War on Drugs Drives Emigration

Reuters / Jorge Duenes

Reuters / Jorge Duenes

Since 1971, the U.S.-led “War on Drugs”has continued to make the U.S. prison population the largest in the world. According to the United Nations, the War on Drugs has actually expanded the production and distribution of many drugs regardless of its ostensible intentions. The entire structure of U.S. policy in the War on Drugs has resulted in pushing this drug violence into Latin America, particularly now Central America and parts of Mexico. In 1994, the U.S. increased militarization along the U.S.-Mexico border under the pretext of hindering drug cartels. Rather than stopping the flow of drugs, this has engineered a war zone, where gangs and cartels battle for a monopoly on the U.S. market. Over the past decade, murder rates in Central America have increased by nearly 100 percent. The existing unemployment and poverty has only been intensified by this violence.
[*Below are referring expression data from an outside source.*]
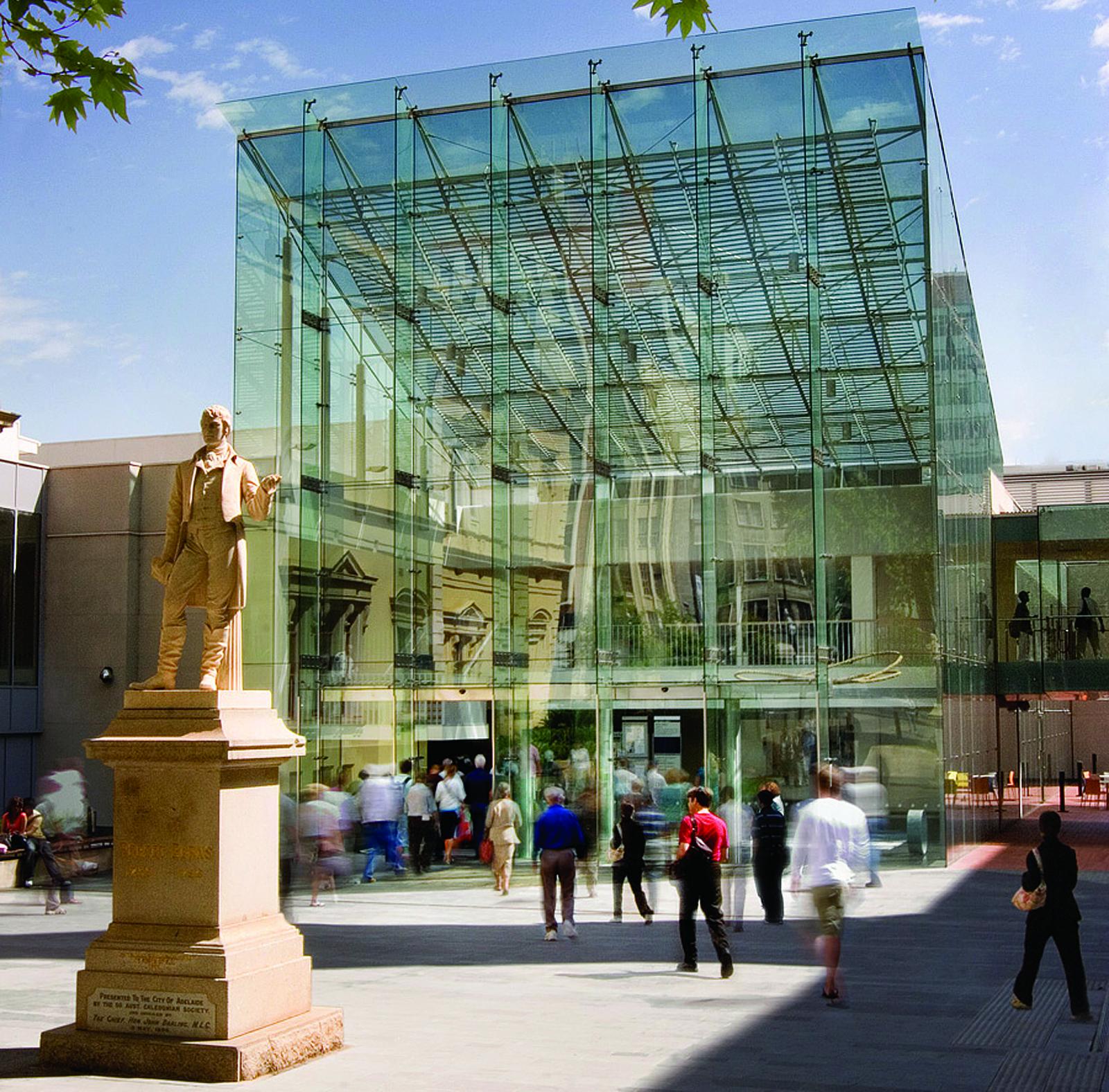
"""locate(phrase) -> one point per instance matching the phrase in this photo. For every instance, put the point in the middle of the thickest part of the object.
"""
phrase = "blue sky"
(116, 252)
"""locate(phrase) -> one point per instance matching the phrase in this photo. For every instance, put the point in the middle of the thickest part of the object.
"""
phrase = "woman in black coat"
(1057, 919)
(628, 836)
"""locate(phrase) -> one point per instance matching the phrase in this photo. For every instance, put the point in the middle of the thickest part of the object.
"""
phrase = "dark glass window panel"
(26, 601)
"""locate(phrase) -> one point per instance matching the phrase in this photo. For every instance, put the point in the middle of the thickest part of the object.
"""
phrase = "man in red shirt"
(702, 845)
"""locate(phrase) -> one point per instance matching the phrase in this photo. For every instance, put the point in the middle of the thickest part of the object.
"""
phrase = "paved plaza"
(443, 981)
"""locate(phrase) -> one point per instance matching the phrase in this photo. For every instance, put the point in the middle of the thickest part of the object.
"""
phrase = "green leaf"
(68, 105)
(40, 33)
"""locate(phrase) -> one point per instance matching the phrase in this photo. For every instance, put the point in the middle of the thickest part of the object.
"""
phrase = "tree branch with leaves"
(37, 36)
(685, 15)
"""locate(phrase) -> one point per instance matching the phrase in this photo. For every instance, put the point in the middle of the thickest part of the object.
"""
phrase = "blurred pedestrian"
(1090, 626)
(654, 782)
(322, 840)
(421, 818)
(831, 853)
(60, 890)
(449, 798)
(14, 823)
(478, 784)
(627, 848)
(380, 809)
(702, 845)
(558, 843)
(1055, 865)
(776, 793)
(404, 783)
(769, 856)
(503, 829)
(735, 874)
(1020, 626)
(586, 809)
(866, 792)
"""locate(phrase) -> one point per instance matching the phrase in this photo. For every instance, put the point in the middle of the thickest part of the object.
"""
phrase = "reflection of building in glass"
(624, 412)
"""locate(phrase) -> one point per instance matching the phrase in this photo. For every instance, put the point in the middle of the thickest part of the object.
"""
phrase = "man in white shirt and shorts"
(831, 851)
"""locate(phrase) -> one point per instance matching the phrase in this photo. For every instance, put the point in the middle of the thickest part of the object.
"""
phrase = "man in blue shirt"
(559, 840)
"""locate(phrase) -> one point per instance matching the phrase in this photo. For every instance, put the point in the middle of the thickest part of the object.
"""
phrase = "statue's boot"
(158, 681)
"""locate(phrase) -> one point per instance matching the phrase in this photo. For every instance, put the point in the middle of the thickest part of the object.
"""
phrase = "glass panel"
(7, 580)
(631, 389)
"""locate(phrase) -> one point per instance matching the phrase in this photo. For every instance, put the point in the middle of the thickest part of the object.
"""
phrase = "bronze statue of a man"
(203, 563)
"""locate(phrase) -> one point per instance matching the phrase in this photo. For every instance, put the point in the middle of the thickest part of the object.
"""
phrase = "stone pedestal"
(199, 977)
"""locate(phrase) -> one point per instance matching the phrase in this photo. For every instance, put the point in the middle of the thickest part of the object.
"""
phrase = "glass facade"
(21, 488)
(630, 408)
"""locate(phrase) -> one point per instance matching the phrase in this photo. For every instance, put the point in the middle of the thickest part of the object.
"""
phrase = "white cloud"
(1014, 430)
(942, 24)
(277, 57)
(143, 46)
(859, 118)
(197, 90)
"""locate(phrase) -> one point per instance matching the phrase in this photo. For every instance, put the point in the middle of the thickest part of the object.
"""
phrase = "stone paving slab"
(447, 978)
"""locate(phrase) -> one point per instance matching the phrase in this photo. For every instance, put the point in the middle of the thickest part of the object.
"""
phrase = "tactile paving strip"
(1033, 1071)
(999, 1025)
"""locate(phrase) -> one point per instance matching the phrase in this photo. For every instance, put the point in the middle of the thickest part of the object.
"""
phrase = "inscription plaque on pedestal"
(149, 1012)
(199, 976)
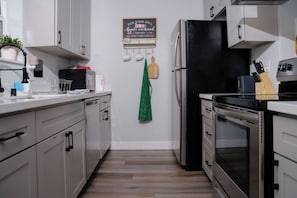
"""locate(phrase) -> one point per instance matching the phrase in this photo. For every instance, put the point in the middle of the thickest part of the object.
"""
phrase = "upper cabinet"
(59, 27)
(250, 25)
(213, 7)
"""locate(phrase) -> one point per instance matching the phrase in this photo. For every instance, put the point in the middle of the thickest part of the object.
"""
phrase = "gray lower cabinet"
(61, 163)
(61, 150)
(207, 138)
(18, 176)
(284, 146)
(105, 124)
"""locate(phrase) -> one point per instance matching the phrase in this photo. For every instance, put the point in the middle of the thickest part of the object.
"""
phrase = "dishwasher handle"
(91, 102)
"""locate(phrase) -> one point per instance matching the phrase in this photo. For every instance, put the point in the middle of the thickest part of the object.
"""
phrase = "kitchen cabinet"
(18, 176)
(17, 132)
(207, 138)
(213, 7)
(18, 156)
(61, 150)
(81, 27)
(56, 27)
(249, 26)
(105, 123)
(285, 157)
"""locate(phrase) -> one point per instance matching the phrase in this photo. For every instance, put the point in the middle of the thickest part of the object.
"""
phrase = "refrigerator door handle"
(178, 95)
(175, 47)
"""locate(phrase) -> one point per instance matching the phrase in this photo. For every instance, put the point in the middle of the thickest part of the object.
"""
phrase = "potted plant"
(9, 52)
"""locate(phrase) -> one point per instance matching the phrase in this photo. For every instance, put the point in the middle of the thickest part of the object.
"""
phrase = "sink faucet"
(25, 73)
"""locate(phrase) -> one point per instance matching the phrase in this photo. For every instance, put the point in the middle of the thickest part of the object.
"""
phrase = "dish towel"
(145, 109)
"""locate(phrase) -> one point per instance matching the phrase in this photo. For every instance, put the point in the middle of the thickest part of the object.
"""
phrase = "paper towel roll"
(100, 82)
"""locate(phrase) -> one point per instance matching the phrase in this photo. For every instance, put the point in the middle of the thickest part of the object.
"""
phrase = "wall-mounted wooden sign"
(140, 28)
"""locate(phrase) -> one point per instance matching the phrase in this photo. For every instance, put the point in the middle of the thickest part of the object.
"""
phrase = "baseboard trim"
(140, 145)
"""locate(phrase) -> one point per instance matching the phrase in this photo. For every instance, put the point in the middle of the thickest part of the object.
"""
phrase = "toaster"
(81, 78)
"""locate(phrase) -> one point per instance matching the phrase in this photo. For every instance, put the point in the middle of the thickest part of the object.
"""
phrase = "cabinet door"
(51, 170)
(285, 177)
(18, 175)
(64, 24)
(235, 24)
(209, 9)
(85, 44)
(75, 160)
(76, 25)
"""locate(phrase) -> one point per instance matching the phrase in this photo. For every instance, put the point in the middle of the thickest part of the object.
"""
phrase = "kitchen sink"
(11, 99)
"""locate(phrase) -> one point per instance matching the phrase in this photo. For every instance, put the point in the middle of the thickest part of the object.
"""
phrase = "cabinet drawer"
(208, 132)
(105, 101)
(18, 176)
(285, 175)
(206, 108)
(53, 120)
(207, 161)
(285, 136)
(17, 132)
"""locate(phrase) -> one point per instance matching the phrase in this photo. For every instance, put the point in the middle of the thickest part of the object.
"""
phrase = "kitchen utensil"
(126, 56)
(256, 77)
(259, 67)
(153, 69)
(139, 56)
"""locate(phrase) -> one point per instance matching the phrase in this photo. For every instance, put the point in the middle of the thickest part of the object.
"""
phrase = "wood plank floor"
(149, 174)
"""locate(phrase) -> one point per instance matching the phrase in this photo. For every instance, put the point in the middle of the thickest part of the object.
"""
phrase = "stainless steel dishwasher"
(93, 153)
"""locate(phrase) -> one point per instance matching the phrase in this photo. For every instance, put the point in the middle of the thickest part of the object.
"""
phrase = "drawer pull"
(207, 163)
(208, 133)
(71, 135)
(275, 186)
(17, 134)
(275, 163)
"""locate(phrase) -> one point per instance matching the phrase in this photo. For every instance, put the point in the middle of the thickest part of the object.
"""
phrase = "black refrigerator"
(201, 63)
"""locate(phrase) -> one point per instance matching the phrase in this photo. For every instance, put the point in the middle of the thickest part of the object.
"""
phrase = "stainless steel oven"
(239, 151)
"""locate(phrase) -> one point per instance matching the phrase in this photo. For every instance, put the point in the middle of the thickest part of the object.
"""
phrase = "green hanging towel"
(145, 109)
But this is only one aspect of how U.S. policy has helped create the conditions driving ordinary people to take the huge risk of leaving their homes and making the perilous journey north. In 2004, several right-wing governments of Central America collaborated with the United States to establish the Dominican Republic-Central American Free Trade Agreement (CAFTA-DR). The CAFTA-DR, inspired by the North American Free Trade Agreement (NAFTA), dramatically reduced tariffs for U.S. products and limited various forms of government regulation. This agreement, a classic example of the destructive impact of neo-liberalism, was allegedly created to improve the economy and increase employment by encouraging foreign investment in Central America.  But due to the inability of small farmers to compete with the massive incursion of cheap U.S. agricultural products, nearly 200,000 rural workers have been displaced over the past decade. These workers have largely been forced into manufacturing jobs in “free trade zones,” known as maquilas or maquiladoras, which often utilize child labor, anti-union intimidation, long hours and low pay. “Free trade”agreements, such as the CAFTA-DR and NAFTA, are tools of imperialism that effectively undermine Central American economies and manage them in favor of U.S. capital. Due to the impossibility of earning a decent living under these conditions, millions of people have been forced to emigrate in order to survive.
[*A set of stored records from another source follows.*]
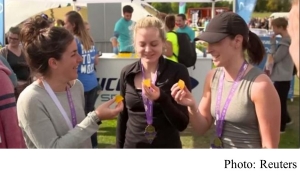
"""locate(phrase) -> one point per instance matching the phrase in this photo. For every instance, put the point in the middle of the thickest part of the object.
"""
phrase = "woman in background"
(283, 66)
(86, 70)
(14, 54)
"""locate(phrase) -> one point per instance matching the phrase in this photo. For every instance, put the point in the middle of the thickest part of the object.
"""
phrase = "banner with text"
(2, 37)
(245, 8)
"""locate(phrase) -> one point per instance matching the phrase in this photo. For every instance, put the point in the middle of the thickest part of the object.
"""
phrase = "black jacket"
(169, 118)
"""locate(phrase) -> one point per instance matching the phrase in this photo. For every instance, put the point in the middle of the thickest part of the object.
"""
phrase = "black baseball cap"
(223, 25)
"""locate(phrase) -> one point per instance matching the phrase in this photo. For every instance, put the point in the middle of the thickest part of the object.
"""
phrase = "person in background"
(87, 25)
(59, 23)
(86, 70)
(206, 22)
(172, 47)
(122, 32)
(51, 110)
(183, 27)
(293, 30)
(13, 53)
(159, 126)
(283, 66)
(237, 97)
(10, 133)
(12, 75)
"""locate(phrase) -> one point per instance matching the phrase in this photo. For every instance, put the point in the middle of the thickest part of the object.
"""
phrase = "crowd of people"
(54, 68)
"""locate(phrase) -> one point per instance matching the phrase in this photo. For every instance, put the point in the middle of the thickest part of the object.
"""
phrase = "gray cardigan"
(283, 64)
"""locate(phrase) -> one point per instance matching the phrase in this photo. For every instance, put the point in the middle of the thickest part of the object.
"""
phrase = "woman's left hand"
(152, 93)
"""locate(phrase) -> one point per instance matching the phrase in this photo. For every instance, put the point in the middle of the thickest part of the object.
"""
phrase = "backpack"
(187, 50)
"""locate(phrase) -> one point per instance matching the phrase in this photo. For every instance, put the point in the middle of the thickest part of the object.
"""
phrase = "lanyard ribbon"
(220, 117)
(148, 104)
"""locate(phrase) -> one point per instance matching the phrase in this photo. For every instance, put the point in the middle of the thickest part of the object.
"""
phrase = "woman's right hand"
(104, 111)
(183, 97)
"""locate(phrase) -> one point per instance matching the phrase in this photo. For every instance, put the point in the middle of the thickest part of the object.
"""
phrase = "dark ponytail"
(255, 49)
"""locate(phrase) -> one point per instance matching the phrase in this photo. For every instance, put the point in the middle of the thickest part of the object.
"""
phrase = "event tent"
(37, 6)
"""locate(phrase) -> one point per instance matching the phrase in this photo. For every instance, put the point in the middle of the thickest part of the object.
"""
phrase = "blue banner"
(2, 37)
(245, 8)
(182, 8)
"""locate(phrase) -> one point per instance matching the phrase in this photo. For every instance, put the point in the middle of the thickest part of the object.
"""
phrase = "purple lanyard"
(220, 117)
(72, 107)
(148, 104)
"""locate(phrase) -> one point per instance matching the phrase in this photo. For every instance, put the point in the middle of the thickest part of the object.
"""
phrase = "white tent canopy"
(17, 11)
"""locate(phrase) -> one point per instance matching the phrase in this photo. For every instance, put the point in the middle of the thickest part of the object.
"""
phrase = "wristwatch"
(94, 117)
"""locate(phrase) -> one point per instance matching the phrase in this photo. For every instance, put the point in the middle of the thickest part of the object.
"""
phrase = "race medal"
(119, 98)
(181, 84)
(217, 143)
(150, 133)
(147, 82)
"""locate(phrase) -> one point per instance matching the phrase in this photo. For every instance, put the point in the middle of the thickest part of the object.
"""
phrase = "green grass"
(290, 139)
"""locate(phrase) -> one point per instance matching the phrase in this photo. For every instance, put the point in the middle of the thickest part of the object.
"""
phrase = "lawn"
(290, 139)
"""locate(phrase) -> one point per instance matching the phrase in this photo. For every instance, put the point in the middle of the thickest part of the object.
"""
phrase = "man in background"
(183, 27)
(122, 39)
(293, 30)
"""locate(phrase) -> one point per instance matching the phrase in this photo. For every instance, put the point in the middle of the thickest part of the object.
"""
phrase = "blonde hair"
(150, 22)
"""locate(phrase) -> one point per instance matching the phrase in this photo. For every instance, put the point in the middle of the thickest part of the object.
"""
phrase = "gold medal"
(150, 129)
(150, 133)
(217, 143)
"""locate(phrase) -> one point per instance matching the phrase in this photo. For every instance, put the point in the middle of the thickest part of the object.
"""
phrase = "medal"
(217, 143)
(150, 133)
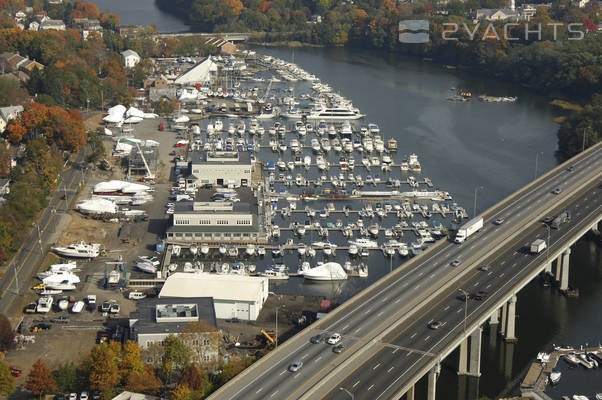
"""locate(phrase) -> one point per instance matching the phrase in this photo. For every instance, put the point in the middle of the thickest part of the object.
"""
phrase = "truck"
(469, 228)
(560, 219)
(538, 246)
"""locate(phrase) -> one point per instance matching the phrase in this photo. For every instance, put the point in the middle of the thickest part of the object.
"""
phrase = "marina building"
(155, 319)
(243, 299)
(213, 222)
(219, 168)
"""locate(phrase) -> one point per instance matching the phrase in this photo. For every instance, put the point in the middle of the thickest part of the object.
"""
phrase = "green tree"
(7, 382)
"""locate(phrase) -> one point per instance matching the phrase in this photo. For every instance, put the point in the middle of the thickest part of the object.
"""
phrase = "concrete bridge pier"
(432, 382)
(410, 394)
(511, 321)
(564, 274)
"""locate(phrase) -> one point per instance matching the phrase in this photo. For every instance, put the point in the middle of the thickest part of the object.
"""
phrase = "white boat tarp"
(120, 186)
(97, 206)
(330, 271)
(134, 112)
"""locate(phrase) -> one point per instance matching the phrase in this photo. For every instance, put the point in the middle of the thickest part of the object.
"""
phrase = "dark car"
(42, 326)
(318, 338)
(338, 348)
(480, 295)
(435, 325)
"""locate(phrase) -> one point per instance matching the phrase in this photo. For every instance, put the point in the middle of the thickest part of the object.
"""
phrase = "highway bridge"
(389, 345)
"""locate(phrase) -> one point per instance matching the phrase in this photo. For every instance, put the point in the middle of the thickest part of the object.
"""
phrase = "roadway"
(398, 302)
(26, 261)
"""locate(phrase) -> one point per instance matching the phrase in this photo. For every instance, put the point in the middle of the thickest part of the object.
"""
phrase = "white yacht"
(338, 112)
(330, 271)
(79, 250)
(364, 243)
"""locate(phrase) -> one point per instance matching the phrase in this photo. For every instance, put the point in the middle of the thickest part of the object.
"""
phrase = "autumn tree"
(144, 382)
(40, 380)
(7, 382)
(104, 366)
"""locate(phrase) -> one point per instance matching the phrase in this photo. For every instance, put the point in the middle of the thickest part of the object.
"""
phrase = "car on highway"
(334, 338)
(318, 338)
(435, 325)
(480, 295)
(296, 366)
(338, 348)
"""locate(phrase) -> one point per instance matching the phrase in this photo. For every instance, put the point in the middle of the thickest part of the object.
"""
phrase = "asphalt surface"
(372, 368)
(27, 260)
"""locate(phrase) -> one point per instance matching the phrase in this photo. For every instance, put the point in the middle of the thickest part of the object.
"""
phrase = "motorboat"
(44, 304)
(250, 250)
(330, 271)
(555, 376)
(79, 250)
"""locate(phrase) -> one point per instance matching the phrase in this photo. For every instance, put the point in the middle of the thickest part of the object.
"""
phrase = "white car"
(334, 338)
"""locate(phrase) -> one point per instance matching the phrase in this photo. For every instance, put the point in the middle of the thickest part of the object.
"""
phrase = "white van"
(136, 295)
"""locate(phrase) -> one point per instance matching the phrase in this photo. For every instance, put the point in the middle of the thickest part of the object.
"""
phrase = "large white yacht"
(79, 250)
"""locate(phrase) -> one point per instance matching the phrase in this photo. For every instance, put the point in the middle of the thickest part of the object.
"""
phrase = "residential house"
(130, 58)
(55, 24)
(224, 47)
(7, 114)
In 2009, Honduran President Manuel Zelaya was swept away in a brutal U.S.-backed military coup after promising a more democratic constitution and reforms to combat poverty. The current government, disturbingly reminiscent of previous regimes, has been an ally of Wall Street and other corporate interests within the region. Likewise, Guatemala’s government has also revived severe police repression of the labor movement, indigenous people and other progressive opponents.

Grant Refugee Status Now

Joshua Lott for the New York Times

Joshua Lott for the New York Times

President Barack Obama has repeatedly said that he only wants to deport immigrants who have engaged in violent crime. In reality, he has exceeded his predecessor, George W. Bush, in deporting innocent people. While applauding countries, such as Turkey and Jordan, for accepting large numbers of refugees, he is trying to prevent children fleeing horrific violence from entering the country. The thousands of young people arriving at the U.S. border are trying to reunite with parents and family members who are already in the country or are simply trying to find peace and stability. In actuality, the U.S. government has played a firsthand role in creating their hardship and deracination.

We agree with the call put forward by a number of groups to give refugee status to children fleeing violence in Central America. However, we must go further and demand the immediate end of all deportations and full rights and legalization for all undocumented immigrants.